Erschrecket nicht. Ich fühl‘, es ist auch meine Heimat,
Der Glanz, der Ernst, der euch umfließt.
Ha! Sprängen itzt die Pforten deines Heiligtums,
O Ceres, die du in Eleusis throntest!
Begeist‘rungstrunken fühlt' ich itzt
Die Schauer deiner Nähe,
Verstände deine Offenbarungen,
Ich deutete der Bilder hohen Sinn, vernähme
Die Hymnen bei der Götter Mahle,
Die hohen Sprüche ihres Rats.
Doch deine Hallen sind verstummt, o Göttin!
Gefloh‘n ist der Götter Kreis in den Olymp
Zurück von den entheiligten Altären,
Gefloh‘n von der entweihten Menschheit Grab,
Der Unschuld Genius, der her sie zauberte.

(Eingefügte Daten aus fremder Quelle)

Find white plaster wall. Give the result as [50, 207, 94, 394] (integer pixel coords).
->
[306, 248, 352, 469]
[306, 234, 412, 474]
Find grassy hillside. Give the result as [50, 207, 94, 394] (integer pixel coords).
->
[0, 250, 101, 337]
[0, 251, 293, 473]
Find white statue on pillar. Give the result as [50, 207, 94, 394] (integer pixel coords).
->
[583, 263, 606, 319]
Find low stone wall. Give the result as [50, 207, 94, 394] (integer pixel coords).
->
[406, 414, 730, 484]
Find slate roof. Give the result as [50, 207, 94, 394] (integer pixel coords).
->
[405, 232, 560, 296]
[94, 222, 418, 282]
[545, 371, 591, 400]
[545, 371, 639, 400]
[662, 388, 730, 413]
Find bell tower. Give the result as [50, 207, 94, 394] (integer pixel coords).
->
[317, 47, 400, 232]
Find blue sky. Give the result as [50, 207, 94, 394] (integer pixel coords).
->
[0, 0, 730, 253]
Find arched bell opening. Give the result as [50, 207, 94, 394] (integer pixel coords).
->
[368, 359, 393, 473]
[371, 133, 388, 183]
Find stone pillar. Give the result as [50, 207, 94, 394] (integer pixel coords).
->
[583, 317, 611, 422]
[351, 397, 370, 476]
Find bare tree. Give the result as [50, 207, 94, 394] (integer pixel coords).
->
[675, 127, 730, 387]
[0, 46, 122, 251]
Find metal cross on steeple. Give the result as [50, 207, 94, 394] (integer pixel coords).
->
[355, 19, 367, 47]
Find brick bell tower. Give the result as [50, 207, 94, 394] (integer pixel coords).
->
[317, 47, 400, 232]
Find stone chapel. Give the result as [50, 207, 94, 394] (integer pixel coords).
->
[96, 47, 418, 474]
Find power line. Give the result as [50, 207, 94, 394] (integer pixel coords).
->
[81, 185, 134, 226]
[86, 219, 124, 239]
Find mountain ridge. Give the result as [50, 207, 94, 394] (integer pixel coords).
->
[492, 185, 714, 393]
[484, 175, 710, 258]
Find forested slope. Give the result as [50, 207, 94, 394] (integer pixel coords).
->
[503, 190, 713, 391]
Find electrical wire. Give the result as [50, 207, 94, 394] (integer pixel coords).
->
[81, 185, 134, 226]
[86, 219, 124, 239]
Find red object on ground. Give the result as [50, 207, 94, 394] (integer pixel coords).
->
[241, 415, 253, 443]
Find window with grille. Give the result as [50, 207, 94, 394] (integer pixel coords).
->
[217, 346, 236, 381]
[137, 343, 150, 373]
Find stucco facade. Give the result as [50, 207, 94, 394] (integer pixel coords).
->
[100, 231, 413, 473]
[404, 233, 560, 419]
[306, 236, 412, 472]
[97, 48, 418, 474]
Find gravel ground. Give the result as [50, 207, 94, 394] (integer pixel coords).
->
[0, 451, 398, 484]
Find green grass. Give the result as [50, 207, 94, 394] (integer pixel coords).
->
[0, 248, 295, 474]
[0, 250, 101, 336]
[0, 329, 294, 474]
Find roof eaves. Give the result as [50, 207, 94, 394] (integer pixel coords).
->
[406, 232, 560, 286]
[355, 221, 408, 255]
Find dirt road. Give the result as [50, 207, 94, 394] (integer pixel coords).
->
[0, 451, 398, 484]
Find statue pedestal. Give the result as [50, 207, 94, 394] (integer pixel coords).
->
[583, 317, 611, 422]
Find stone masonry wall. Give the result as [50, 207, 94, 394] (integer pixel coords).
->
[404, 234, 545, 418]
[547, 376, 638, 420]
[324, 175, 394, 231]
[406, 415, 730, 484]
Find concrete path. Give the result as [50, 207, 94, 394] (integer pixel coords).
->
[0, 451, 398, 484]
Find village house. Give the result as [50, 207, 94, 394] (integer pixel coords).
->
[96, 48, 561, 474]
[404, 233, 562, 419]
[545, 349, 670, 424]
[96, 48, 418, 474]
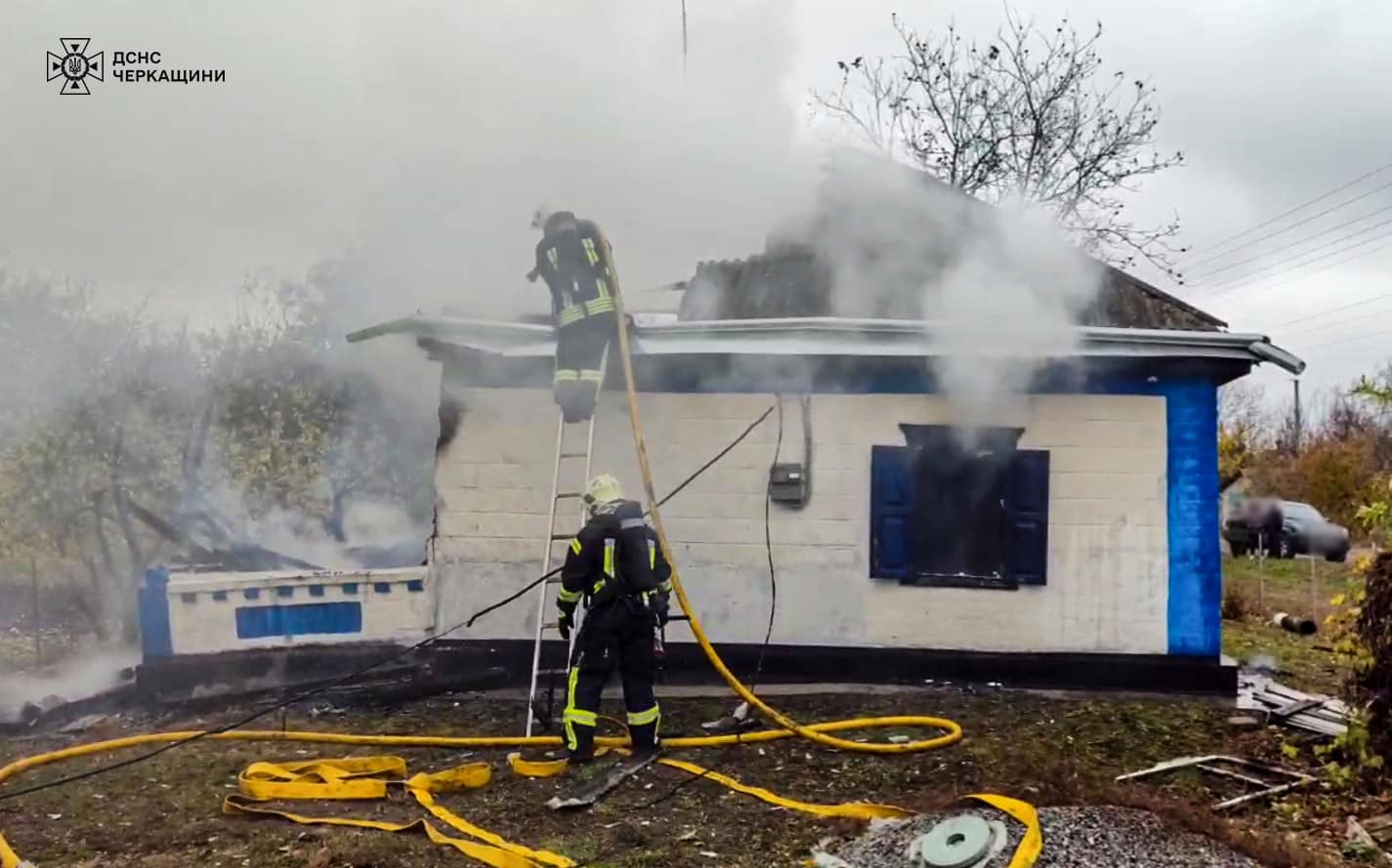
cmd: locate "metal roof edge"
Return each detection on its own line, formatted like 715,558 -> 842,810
348,313 -> 1306,374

Die Weisheit deiner Priester schweigt.
Kein Ton der heil'gen Weih‘n
Hat sich zu uns gerettet, und vergebens sucht
Der Forscher Neugier mehr, als Liebe
Zur Weisheit. Sie besitzen die Sucher und verachten dich.
Um sie zu meistern, graben sie nach Worten,
In die dein hoher Sinn gepräget wär‘.
Vergebens! Etwas Staub und Asche nur erhaschten sie,
Doch unter Moder und Entseeltem auch gefielen sich
Die Ewigtoten, die Genügsamen! – Umsonst, es blieb
Kein Zeichen deiner Feste, keines Bildes Spur.

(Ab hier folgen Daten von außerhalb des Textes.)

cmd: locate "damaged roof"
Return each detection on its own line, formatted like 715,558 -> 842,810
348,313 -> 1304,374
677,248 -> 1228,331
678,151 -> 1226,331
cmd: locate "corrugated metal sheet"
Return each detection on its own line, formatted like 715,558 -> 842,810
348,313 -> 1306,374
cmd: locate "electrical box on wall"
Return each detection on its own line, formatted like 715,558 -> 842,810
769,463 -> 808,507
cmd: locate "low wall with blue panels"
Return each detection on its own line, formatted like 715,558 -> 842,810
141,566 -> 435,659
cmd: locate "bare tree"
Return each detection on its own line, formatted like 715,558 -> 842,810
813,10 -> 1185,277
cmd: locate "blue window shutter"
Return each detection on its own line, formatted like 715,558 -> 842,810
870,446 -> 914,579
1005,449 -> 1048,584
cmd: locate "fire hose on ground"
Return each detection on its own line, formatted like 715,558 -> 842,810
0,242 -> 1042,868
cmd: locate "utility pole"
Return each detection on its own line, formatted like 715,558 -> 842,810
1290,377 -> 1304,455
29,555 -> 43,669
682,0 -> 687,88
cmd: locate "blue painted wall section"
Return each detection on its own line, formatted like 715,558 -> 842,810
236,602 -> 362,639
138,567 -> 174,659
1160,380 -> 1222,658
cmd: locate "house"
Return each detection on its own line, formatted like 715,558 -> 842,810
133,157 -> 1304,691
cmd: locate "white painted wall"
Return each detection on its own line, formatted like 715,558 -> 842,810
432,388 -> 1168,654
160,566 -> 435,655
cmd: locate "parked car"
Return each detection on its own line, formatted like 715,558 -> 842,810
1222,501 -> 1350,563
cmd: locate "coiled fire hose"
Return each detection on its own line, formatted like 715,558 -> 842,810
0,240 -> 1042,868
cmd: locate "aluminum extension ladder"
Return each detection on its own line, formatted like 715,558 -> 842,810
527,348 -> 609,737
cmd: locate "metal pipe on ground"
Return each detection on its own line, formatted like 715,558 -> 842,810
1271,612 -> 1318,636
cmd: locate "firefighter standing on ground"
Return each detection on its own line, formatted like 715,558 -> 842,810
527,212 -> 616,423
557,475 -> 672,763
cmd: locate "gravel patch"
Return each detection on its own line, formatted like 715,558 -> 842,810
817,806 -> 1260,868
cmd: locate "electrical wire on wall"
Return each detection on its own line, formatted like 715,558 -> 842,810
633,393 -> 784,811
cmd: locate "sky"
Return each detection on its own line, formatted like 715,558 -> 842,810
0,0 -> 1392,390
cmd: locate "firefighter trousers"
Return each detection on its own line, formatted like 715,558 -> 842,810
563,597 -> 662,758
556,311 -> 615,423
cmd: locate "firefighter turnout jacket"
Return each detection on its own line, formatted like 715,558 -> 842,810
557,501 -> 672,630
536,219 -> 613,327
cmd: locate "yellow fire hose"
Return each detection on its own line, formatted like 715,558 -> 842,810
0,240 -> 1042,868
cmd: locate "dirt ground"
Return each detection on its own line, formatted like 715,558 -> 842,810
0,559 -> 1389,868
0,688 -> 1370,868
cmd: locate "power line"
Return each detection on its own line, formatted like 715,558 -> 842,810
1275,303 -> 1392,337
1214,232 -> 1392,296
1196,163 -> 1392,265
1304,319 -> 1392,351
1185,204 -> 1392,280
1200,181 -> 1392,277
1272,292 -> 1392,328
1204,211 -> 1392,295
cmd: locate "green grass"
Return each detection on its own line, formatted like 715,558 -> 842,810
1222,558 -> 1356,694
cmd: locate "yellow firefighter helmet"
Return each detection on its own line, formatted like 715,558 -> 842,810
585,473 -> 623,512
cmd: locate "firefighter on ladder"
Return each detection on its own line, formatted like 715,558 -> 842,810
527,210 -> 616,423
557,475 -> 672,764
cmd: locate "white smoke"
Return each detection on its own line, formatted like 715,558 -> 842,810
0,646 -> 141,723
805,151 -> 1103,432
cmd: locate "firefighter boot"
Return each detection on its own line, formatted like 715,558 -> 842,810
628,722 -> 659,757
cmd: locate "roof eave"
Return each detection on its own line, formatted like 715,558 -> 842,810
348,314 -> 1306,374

Worein dein Leben ihnen ewig nimmer wiederkehrt.
Dem Sohn der Weihe war der hohen Lehren Fülle,
Des unaussprechlichen Gefühles Tiefe viel zu heilig,
Als daß er trock‘ne Zeichen ihrer würdigte.

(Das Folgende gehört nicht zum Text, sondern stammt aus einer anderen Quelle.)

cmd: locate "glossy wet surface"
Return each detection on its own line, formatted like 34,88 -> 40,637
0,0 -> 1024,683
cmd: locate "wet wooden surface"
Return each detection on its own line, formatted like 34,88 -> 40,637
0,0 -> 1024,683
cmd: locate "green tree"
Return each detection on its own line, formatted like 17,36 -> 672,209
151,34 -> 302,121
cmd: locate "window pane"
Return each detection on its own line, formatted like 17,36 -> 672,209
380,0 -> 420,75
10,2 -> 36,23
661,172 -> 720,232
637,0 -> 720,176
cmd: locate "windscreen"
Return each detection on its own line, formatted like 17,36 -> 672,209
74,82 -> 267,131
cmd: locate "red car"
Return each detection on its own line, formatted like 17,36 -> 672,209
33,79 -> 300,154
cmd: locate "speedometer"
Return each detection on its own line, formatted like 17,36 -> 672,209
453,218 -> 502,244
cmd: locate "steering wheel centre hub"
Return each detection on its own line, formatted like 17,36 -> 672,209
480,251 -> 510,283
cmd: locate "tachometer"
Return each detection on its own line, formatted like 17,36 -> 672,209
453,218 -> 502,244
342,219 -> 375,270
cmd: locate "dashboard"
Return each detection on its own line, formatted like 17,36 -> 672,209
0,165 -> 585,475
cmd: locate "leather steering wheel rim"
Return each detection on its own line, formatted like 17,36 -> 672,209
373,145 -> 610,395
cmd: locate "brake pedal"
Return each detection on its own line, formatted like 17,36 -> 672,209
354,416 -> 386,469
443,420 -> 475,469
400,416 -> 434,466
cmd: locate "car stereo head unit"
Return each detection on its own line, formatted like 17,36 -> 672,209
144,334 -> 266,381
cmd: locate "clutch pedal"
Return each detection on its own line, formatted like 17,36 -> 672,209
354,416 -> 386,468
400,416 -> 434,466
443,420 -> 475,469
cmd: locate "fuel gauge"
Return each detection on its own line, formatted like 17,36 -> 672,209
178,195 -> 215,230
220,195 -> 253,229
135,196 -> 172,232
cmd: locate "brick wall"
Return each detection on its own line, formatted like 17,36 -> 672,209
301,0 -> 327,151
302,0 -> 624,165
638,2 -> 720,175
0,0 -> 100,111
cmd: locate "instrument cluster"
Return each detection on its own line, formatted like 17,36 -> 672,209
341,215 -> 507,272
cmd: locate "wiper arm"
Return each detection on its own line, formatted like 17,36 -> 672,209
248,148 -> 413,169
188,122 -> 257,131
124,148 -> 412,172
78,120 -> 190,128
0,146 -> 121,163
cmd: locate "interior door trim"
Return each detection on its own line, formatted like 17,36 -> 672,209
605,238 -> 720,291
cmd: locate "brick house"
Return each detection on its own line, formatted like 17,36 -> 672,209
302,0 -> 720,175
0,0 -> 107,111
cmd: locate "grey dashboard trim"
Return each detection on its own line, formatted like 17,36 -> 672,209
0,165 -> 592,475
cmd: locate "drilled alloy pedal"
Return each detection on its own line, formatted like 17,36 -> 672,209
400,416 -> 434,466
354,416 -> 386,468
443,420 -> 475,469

Schon der Gedanke faßt die Seele nicht,
Die, außer Zeit und Raum in Ahnung der Unendlichkeit
Versunken, sich vergißt und wieder zum Bewußtsein nun
Erwacht. Wer gar davon zu andern sprechen wollte,
Spräch‘ er mit Engelzungen, fühlt der Worte Armut.
Ihm graut, das Heilige so klein gedacht,
Durch sie so klein gemacht zu haben, daß die Red' ihm Sünde deucht,
Und daß er bebend sich den Mund verschließt.
Was der Geweihte sich so selbst verbot, verbot ein weises
Gesetz den ärmern Geistern, das nicht kund zu tun,
Was sie in heil‘ger Nacht gesehn, gehört, gefühlt,
Daß nicht den Bessern selbst auch ihres Unfugs Lärm
In seiner Andacht stört', ihr hohler Wörterkram
Ihn auf das Heil‘ge selbst erzürnen machte, dieses nicht
So in den Kot getreten würde, daß man dem
Gedächtnis gar es anvertraute, daß es nicht
Zum Spielzeug und zur Ware des Sophisten,
Die er obolenweis verkaufte,
Zu den beredten Heuchlers Mantel, oder gar
Zur Rute schon des frohen Knaben, und so leer
Am Ende würde, daß es nur im Widerhall
Von fremden Zungen seines Lebens Wurzeln hätte.
Es trugen geizig deine Söhne, Göttin,
Nicht deine Ehr' auf Gaß' und Markt, verwahrten sie
Im innern Heiligtum der Brust.
Drum lebtest du auf ihrem Munde nicht.
Ihr Leben ehrte dich. In ihren Taten lebst du noch.
Auch diese Nacht vernahm ich, heil‘ge Gottheit, dich.
Dich offenbart oft mir auch deiner Kinder Leben,
Dich ahn' ich oft als Seele ihrer Taten!
Du bist der hohe Sinn, der treue Glauben,
Der, einer Gottheit, wenn auch alles untergeht, nicht wankt.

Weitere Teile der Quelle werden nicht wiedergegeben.